IHU On-Line - Quais os impactos
das diferentes civilizações tecnológicas nas formas de vida do planeta?
Como isso repercute na agricultura?
Ulrich Loening - É notável que a "ciência" no sentido moderno surgiu na Europa, e não na China, apesar de sua antiga civilização, nem em países budistas, embora Buda
[9] tenha aconselhado que "nada vem de mão beijada". Agora, esta
atitude científica inicialmente europeia passou a permear o mundo
inteiro. Talvez seja o momento de a Europa mais uma vez desencadear um
novo Esclarecimento [ou Iluminismo] cultural/científico. Diferentemente
de outros tempos, pode-se procurar soluções e sabedoria entre povos
menos aculturados, cuja cultura tenha sobrevivido em alguns lugares. O
conceito de "The Way" [10] (livro de Edward Goldsmith [11]), visando desenvolvimento com equidade social e ecológica de antigas raízes, pode fornecer um ethos para uma nova síntese.
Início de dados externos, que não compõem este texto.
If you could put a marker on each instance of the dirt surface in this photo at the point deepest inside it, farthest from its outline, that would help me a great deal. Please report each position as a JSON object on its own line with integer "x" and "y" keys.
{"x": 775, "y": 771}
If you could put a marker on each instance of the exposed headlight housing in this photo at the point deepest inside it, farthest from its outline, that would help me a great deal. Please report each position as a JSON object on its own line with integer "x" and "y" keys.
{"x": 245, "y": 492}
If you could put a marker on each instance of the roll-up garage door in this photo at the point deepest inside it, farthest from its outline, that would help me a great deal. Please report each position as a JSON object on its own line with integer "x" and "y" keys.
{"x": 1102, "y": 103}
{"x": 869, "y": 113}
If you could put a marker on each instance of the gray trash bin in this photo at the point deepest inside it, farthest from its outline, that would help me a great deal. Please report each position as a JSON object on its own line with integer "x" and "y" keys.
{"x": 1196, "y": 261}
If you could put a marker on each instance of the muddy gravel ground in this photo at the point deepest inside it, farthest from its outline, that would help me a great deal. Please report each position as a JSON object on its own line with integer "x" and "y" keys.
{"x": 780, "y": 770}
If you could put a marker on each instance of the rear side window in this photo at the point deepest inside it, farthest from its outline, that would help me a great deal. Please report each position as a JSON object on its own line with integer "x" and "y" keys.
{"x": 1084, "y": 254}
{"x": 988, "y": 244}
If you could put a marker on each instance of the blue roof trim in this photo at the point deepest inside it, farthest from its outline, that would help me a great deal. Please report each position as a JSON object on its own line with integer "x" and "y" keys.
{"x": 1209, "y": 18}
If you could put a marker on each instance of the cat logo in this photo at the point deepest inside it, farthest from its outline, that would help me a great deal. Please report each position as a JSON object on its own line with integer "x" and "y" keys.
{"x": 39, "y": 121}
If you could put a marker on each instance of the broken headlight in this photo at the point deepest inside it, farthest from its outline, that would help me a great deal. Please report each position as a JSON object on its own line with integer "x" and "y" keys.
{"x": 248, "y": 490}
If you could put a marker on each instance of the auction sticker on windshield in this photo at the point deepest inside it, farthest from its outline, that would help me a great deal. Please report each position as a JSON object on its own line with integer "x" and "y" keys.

IHU On-Line - No que consiste a
ideia de “tecnologia apropriada” e qual sua relação com as formas de
vida integrais, como a agroecologia?
Ulrich Loening - Tecnologia apropriada muitas vezes tem sido confundida com a "tecnologia intermediária" preconizada por Schumacher
[12]. Eu considero apropriado aquilo que se adéqua à situação.
Excelente exemplo são tecnologias que aproveitam energia do ambiente,
que em última análise emana do sol e continua emanando, quer a usemos ou
não. Se cobrirmos nossas necessidades de energia a partir desse fluxo,
então é apropriado. Da mesma forma, a agricultura que
se encaixa nos ciclos da natureza (e não apenas nas estações do ano, mas
nos fluxos materiais e biológicos) conseguirá atuar e funcionar de
forma sustentável. Nossa oferta de alimentos deve vir dos fluxos de
nutrientes e organismos ao longo do ecossistema, causando o mínimo possível de diferenças, sejam usados ou não.
IHU On-Line - Deseja acrescentar algo?
Ulrich Loening - Sim! Se somar tudo que argumentei acima, e outros estudos não incluídos aqui, você só pode chegar a uma conclusão: que a ciência
aplicada sobre a qual nossa civilização está construída tem raízes
culturais profundas. Agora, para resolver como, onde e se os humanos
poderão viver na Terra, é necessária uma atitude científica nova e
culturalmente diferente. Eu não quero dizer um método científico novo ou
diferente, porque é autocriado pelo senso comum lógico, mas uma nova
abordagem sobre a forma de aplicar a ciência e sobre sua motivação. Eu gosto de promover um nome para esta nova ciência: "Ciência Convivial". Deriva de “con-vivo”, que significa "com vida" [sic]. Ciência Convivial
pode ser usada em muitos sentidos: é uma ciência que cria tecnologias
ecologicamente apropriadas, que promove a relação de convívio da
sociedade com a natureza, que pode ajudar a superar a antipatia de
muitas pessoas contra a ciência, e, acima de tudo, que pode criar uma relação mais convivial entre os seres humanos e a natureza.